Combien de temps faut-il pour apprendre le russe ?
La question a une réponse chiffrée, et une réponse honnête. Les deux méritent d'être dites.
En bref
Comptez 1 100 heures pour atteindre un niveau professionnel (B2-C1), soit environ trois ans à une heure par jour. Mais les premiers échanges simples arrivent bien avant : deux à quatre mois suffisent pour se présenter et poser des questions de base.
D'où vient le chiffre de 1 100 heures
C'est l'estimation du Foreign Service Institute, l'organisme qui forme les diplomates américains. Il classe les langues en quatre catégories selon le temps qu'il faut à un anglophone pour atteindre un niveau professionnel. Le russe est en catégorie IV — avec le polonais, le tchèque et le grec — à 1 100 heures d'étude active.
Pour un francophone, l'ordre de grandeur tient. Le français ne partage pas plus de racines avec le russe que l'anglais, et les deux difficultés majeures — la déclinaison et l'aspect verbal — sont absentes des deux langues.
Ces heures sont des heures d'étude réelle, pas de temps passé sur une application en écoutant autre chose. C'est la distinction qui explique la plupart des déceptions.
Ce que ça donne, niveau par niveau
Le chiffre global décourage parce qu'il mesure une arrivée lointaine. Découpé, il devient utilisable :
A1 — 2 à 4 mois
Se présenter, saluer, demander son chemin, lire le cyrillique sans hésiter. À une heure par jour, c'est atteignable avant l'été si vous commencez au printemps.
A2 — 6 à 12 mois
Tenir une conversation simple, raconter sa journée au passé. C'est ici que les six cas commencent à devenir des réflexes plutôt que des tableaux.
B1 — 1 à 2 ans
Lire un article court, suivre une conversation entre natifs si elle vous est adressée. L'aspect verbal se choisit sans y penser la plupart du temps.

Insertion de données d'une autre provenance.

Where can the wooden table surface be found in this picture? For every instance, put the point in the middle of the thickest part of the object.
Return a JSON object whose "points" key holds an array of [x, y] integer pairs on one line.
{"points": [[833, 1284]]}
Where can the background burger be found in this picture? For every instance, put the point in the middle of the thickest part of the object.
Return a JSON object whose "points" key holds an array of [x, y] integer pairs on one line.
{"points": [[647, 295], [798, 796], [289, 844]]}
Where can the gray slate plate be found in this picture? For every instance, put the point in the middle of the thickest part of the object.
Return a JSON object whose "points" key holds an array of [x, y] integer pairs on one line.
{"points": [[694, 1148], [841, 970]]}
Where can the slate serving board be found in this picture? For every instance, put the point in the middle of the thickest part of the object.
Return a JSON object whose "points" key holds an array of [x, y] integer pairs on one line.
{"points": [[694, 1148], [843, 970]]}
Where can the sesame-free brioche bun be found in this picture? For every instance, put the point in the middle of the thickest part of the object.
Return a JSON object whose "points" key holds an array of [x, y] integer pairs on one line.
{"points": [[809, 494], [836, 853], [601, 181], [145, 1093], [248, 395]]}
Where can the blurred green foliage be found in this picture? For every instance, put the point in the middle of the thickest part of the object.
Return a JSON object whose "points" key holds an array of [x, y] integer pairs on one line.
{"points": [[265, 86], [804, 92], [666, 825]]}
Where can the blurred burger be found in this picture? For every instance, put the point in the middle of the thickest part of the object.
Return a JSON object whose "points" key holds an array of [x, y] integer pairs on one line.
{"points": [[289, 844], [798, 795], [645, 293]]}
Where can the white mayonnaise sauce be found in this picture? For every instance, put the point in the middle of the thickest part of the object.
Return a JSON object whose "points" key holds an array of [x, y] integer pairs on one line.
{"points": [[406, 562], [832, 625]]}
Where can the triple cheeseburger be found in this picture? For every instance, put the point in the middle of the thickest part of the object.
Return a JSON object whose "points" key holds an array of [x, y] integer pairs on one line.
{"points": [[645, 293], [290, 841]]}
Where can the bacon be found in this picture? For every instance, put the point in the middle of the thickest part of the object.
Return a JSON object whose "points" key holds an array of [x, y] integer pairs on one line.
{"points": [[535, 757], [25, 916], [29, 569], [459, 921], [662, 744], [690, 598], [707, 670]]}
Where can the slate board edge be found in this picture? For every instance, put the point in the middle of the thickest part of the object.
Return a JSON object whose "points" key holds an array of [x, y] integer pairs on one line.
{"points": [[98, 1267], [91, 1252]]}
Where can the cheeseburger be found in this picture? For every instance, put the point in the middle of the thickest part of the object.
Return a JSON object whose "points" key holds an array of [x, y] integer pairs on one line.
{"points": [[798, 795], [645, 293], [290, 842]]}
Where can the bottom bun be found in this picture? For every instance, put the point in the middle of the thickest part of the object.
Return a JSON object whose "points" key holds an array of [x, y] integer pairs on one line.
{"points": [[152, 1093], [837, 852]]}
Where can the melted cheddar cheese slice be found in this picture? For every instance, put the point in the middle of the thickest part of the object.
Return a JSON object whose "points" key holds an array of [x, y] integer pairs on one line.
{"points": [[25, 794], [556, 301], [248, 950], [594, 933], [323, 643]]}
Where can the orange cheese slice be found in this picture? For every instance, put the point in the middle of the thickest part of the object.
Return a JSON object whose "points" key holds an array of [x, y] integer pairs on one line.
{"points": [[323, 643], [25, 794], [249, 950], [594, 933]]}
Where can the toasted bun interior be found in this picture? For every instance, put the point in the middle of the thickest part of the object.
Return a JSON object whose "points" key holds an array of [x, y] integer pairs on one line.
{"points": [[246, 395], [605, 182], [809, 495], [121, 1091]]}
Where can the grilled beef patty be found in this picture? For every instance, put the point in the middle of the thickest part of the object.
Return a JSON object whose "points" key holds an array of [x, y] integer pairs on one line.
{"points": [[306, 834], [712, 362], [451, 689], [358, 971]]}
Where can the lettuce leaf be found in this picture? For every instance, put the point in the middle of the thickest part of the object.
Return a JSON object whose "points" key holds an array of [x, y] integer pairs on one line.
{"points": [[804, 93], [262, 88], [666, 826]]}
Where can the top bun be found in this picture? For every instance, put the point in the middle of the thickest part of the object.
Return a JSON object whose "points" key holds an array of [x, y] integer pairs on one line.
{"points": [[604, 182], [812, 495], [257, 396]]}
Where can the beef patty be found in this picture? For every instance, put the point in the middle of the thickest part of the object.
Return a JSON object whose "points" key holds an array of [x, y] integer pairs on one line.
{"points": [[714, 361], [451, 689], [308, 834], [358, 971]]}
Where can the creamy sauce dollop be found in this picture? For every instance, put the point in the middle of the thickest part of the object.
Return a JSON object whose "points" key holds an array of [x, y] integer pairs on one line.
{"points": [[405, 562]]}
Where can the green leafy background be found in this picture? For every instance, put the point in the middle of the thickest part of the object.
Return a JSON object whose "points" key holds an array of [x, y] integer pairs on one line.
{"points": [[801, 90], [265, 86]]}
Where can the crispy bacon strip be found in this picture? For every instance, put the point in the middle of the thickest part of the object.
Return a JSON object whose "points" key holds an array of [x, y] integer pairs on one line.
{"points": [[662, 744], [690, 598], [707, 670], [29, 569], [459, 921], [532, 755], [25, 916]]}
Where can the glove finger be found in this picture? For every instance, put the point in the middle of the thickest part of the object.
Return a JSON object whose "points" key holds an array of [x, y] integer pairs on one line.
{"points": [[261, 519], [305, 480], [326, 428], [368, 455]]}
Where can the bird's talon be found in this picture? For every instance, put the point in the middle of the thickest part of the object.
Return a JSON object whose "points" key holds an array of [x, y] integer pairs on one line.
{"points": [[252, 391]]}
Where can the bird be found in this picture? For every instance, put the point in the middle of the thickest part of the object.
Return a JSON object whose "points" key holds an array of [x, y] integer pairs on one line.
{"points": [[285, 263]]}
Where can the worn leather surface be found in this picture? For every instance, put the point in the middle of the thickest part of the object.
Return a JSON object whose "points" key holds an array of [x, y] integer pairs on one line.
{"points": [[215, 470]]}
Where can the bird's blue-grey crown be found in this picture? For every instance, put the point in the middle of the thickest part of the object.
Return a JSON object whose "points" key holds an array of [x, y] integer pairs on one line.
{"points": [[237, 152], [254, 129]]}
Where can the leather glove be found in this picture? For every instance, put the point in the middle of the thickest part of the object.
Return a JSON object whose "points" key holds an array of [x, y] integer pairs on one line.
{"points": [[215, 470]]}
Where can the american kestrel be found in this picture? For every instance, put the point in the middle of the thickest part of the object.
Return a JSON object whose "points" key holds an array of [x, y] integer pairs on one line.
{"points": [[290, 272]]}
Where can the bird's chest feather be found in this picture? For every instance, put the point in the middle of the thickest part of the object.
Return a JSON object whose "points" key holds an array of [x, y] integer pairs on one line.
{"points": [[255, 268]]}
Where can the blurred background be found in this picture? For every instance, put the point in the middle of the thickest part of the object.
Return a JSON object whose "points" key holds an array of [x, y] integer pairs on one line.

B2 et au-delà — 3 ans et plus
Travailler ou étudier en russe. C'est le niveau que vise le chiffre de 1 100 heures.
Ce qui prend vraiment du temps
Trois choses, et aucune n'est le vocabulaire.
Les six cas, d'abord. Non pas les apprendre — les tableaux tiennent sur une page — mais les produire sans réfléchir. Comptez six à douze mois entre le moment où vous comprenez ce qu'est le génitif et celui où vous le sortez sans compter sur vos doigts. C'est ce décalage, et lui seul, qui fait abandonner.
L'aspect verbal ensuite. Chaque verbe russe existe en deux versions selon que l'action est achevée ou non, et le français ne fournit aucun repère : « j'ai lu » se dit de deux façons différentes selon qu'on a fini le livre. Il n'y a pas de règle courte, seulement une habitude à construire.
Les verbes de mouvement enfin. « Aller » se traduit par quatre verbes différents selon qu'on marche ou qu'on roule, et selon que le trajet est unique ou habituel. Puis chacun se combine à une quinzaine de préfixes.
Ce qui va plus vite qu'on ne croit
L'alphabet cyrillique s'apprend en une soirée, et se lit couramment en une semaine. C'est l'obstacle qui fait le plus peur et qui coûte le moins cher — sauf pour six lettres qui ressemblent à des lettres latines et se lisent autrement.
La prononciation est régulière : ce qui est écrit se lit, à deux ou trois règles de réduction près. Rien à voir avec l'anglais.
Et la conjugaison est d'une simplicité désarmante : trois temps, deux modèles, pas de subjonctif à mémoriser. Un francophone qui a survécu au passé simple trouvera ça reposant.
Le seul facteur qui change tout
La régularité, très loin devant la méthode. Vingt minutes chaque jour battent trois heures le dimanche, et l'écart n'est pas marginal : la mémoire consolide pendant les intervalles, pas pendant l'effort. C'est exactement ce que la répétition espacée exploite.
Concrètement, un apprenant à vingt minutes quotidiennes atteint A2 en un an. Le même volume horaire concentré en une séance hebdomadaire n'y arrive pas — il repart de plus loin à chaque fois.